US firms in China increasingly fear bilateral tensions will last for years: survey

US companies in China are increasingly fretful that trade tensions between the world's two biggest economies will drag out over years.

US companies in China are increasingly fretful that trade tensions between the world’s two biggest economies will drag out over years and nearly a third said their ability to retain staff had been affected, a survey showed.

Half the companies said that they believe soured ties will last at least three years, up sharply from 30 percent in 2019, according to an annual business sentiment survey conducted by the American Chamber Commerce in Shanghai and consultancy PwC China.

Of those, 27 percent said they believe tensions will last indefinitely, compared with just 13 percent last year.

“US-China tension is the top concern for the American business community here,” Ker Gibbs, president of the business chamber, said at an event to mark the release of the report.

US-China tensions, already high after last year’s trade war, have further intensified this year due to the COVID-19 outbreak and as Washington blacklists or threatens to blacklist Chinese technology companies.

With the US election approaching, President Donald Trump this week again raised the idea of separating the US and Chinese economies, also known as decoupling, suggesting the United States would not lose money if the countries no longer did business.

Underscoring the worries about bilateral tensions as well as economic uncertainty caused by the coronavirus pandemic, only 29 percent of firms plan to increase their investment in China this year, down from 47 percent in 2019.

And 32 percent of respondents said they believe the deterioration in relations was affecting their ability to retain both local and expatriate staff — a view that was particularly pronounced in the education and logistics sectors.

“It’s about the attractiveness of a US brand given this atmosphere of tensions,” said Mark Gilbraith, management consulting leader for PwC China.

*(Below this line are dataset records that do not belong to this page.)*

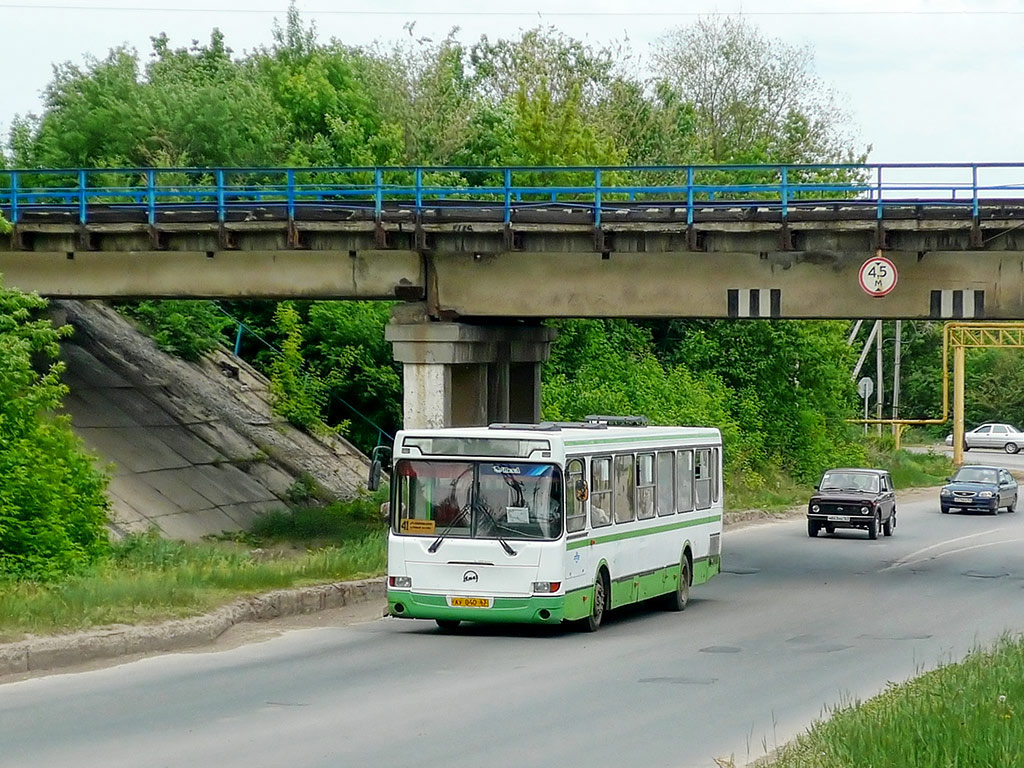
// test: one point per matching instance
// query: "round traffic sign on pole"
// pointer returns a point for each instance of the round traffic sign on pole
(878, 275)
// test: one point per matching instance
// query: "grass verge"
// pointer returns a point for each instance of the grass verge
(966, 714)
(774, 492)
(148, 579)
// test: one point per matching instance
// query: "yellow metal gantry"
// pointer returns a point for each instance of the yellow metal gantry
(960, 337)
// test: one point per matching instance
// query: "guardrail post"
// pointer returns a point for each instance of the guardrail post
(689, 196)
(508, 196)
(879, 193)
(785, 192)
(220, 195)
(82, 210)
(290, 193)
(13, 197)
(974, 190)
(151, 197)
(378, 194)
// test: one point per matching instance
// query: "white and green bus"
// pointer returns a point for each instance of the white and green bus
(553, 521)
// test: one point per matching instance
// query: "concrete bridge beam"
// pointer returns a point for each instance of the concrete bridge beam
(456, 374)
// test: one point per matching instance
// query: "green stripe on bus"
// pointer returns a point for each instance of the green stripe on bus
(647, 438)
(569, 546)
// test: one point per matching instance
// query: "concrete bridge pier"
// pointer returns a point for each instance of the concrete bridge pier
(457, 374)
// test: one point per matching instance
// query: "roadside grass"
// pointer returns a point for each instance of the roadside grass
(776, 493)
(911, 469)
(966, 714)
(147, 579)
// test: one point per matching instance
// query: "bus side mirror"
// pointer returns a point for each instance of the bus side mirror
(582, 492)
(374, 481)
(376, 466)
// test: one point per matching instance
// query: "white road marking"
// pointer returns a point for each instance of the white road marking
(936, 556)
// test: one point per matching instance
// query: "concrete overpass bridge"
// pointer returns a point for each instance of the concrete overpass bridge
(480, 255)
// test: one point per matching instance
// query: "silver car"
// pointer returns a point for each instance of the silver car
(1004, 436)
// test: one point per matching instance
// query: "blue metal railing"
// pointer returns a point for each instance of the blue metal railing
(597, 189)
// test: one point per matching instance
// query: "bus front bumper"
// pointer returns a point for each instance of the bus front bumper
(404, 604)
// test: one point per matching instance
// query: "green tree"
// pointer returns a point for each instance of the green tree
(298, 394)
(52, 503)
(754, 99)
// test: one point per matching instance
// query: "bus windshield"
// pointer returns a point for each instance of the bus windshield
(478, 500)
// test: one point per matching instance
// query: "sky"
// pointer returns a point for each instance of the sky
(924, 81)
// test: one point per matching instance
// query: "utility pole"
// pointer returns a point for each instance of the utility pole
(896, 366)
(880, 394)
(865, 350)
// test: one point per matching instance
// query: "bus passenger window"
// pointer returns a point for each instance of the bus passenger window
(666, 483)
(625, 488)
(684, 480)
(600, 493)
(702, 478)
(576, 510)
(716, 474)
(645, 486)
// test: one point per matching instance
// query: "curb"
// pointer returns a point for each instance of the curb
(46, 653)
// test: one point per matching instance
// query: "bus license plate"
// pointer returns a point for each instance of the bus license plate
(470, 602)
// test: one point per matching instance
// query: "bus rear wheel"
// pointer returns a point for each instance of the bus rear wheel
(679, 599)
(593, 622)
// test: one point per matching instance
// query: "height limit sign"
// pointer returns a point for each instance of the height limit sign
(878, 275)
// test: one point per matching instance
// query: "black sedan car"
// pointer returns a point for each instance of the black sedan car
(853, 499)
(983, 488)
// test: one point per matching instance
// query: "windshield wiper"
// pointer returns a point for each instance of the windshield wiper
(505, 545)
(458, 518)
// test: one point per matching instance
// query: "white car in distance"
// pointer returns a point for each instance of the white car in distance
(1003, 436)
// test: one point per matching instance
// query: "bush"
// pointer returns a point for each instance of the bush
(52, 502)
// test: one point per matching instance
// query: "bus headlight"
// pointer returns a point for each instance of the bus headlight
(546, 588)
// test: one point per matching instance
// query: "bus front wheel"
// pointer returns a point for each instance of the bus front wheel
(679, 598)
(593, 622)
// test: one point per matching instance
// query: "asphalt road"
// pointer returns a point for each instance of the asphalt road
(991, 457)
(794, 626)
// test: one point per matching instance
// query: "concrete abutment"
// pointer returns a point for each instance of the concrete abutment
(458, 374)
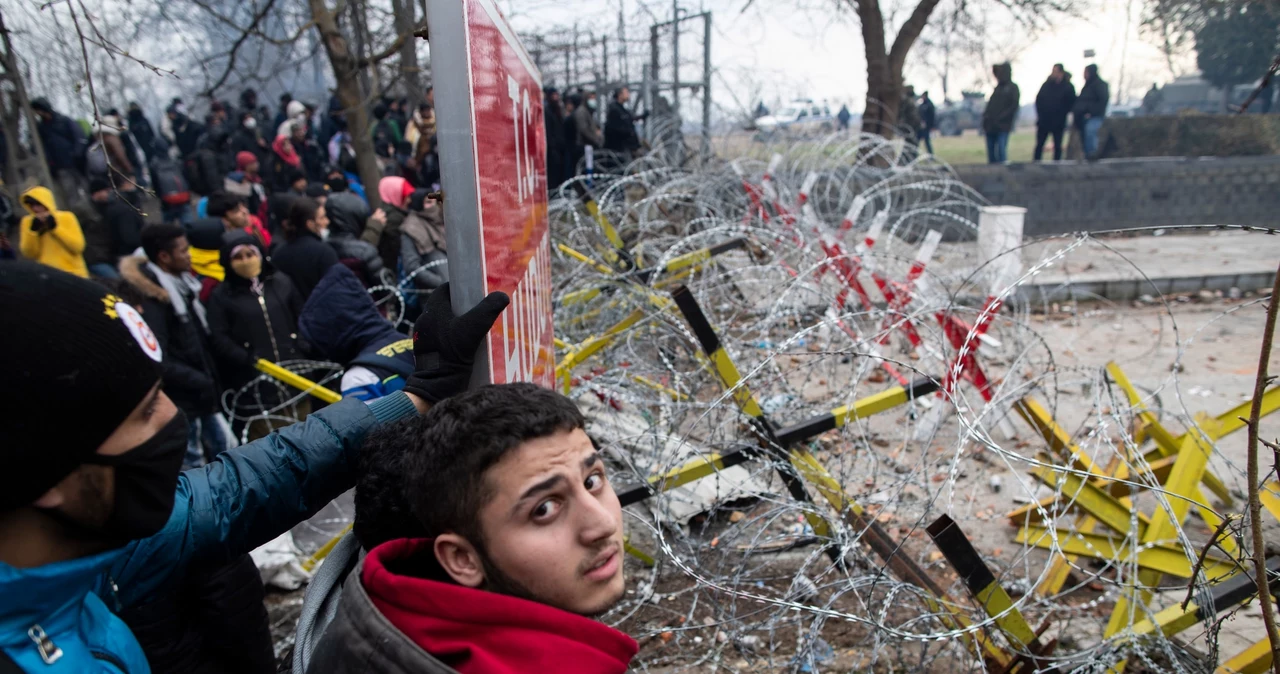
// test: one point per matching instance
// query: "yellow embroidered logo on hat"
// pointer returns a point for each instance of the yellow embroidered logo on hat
(140, 330)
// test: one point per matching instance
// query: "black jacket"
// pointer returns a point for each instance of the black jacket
(620, 129)
(1092, 100)
(553, 118)
(245, 141)
(245, 326)
(928, 114)
(213, 622)
(1001, 110)
(142, 132)
(64, 142)
(188, 371)
(306, 260)
(342, 325)
(187, 134)
(346, 224)
(1054, 102)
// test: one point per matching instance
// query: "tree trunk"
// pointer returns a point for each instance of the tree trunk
(883, 88)
(885, 68)
(346, 73)
(411, 73)
(16, 108)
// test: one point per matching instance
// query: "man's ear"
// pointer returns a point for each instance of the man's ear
(53, 498)
(460, 559)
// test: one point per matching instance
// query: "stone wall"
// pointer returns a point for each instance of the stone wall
(1106, 195)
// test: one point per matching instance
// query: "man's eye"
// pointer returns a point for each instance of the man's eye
(545, 509)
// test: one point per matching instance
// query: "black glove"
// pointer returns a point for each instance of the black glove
(42, 224)
(444, 345)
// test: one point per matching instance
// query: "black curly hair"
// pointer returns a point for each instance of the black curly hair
(457, 440)
(423, 476)
(382, 508)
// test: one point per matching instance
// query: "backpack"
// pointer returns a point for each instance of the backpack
(383, 138)
(169, 183)
(202, 172)
(95, 159)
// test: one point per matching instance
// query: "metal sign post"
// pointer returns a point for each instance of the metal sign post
(493, 173)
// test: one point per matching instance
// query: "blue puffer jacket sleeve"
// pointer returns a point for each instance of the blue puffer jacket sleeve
(254, 493)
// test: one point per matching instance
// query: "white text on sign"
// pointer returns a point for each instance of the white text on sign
(526, 320)
(521, 119)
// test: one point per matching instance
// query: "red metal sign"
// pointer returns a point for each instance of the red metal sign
(508, 150)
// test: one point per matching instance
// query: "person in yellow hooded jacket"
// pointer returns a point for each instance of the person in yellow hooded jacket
(49, 235)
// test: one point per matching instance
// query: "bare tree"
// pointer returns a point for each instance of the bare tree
(411, 73)
(22, 160)
(886, 59)
(346, 72)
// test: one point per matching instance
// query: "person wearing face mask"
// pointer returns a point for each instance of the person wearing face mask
(247, 138)
(490, 548)
(95, 516)
(49, 235)
(305, 255)
(588, 127)
(252, 315)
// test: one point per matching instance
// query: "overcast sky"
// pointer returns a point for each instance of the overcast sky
(785, 53)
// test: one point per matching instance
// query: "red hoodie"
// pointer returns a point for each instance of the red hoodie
(479, 632)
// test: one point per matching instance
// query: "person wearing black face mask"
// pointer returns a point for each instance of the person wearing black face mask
(95, 517)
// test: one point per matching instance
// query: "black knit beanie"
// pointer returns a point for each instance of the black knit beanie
(74, 362)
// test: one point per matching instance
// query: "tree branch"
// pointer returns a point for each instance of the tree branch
(392, 49)
(1260, 551)
(909, 32)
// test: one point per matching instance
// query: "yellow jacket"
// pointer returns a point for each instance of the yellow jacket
(62, 247)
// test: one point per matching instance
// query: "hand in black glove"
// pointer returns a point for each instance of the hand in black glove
(444, 345)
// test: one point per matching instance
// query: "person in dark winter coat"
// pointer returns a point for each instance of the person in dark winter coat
(247, 138)
(181, 324)
(186, 133)
(620, 125)
(572, 151)
(347, 219)
(122, 223)
(142, 131)
(64, 141)
(584, 120)
(1001, 113)
(928, 120)
(1091, 109)
(254, 315)
(909, 117)
(305, 256)
(489, 594)
(1052, 104)
(553, 118)
(68, 563)
(423, 243)
(383, 228)
(342, 325)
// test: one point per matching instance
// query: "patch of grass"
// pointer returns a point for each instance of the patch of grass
(972, 148)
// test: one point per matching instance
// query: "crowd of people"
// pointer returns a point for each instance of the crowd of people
(124, 540)
(248, 225)
(1056, 101)
(574, 136)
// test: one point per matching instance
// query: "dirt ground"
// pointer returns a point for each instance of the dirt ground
(1194, 354)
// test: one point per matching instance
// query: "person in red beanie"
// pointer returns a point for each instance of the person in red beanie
(522, 545)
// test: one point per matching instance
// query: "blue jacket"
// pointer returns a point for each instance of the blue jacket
(241, 500)
(342, 324)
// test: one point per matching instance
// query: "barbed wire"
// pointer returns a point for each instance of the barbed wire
(740, 579)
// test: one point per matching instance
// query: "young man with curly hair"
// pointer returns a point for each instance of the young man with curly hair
(520, 544)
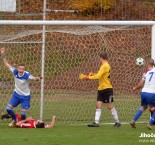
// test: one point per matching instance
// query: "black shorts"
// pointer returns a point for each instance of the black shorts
(105, 96)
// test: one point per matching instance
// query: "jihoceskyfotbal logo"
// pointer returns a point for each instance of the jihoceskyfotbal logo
(147, 138)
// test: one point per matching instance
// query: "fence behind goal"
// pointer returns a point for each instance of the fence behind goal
(70, 50)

However, the proportion of companies with a pessimistic five-year outlook receded slightly, at 18.5 percent versus 21.1 percent in 2019.

The improvement may be attributable to the Phase One trade deal, the report said. Until 2019, firms with pessimistic five-year outlooks had hovered at around 7 percent for several years.

This year’s survey was conducted between June 16 and July 16 and garnered responses from 346 companies spanning sectors such as industrial manufacturing, automotive and pharmaceutical.

More than 90 percent said they were committed to remaining in China.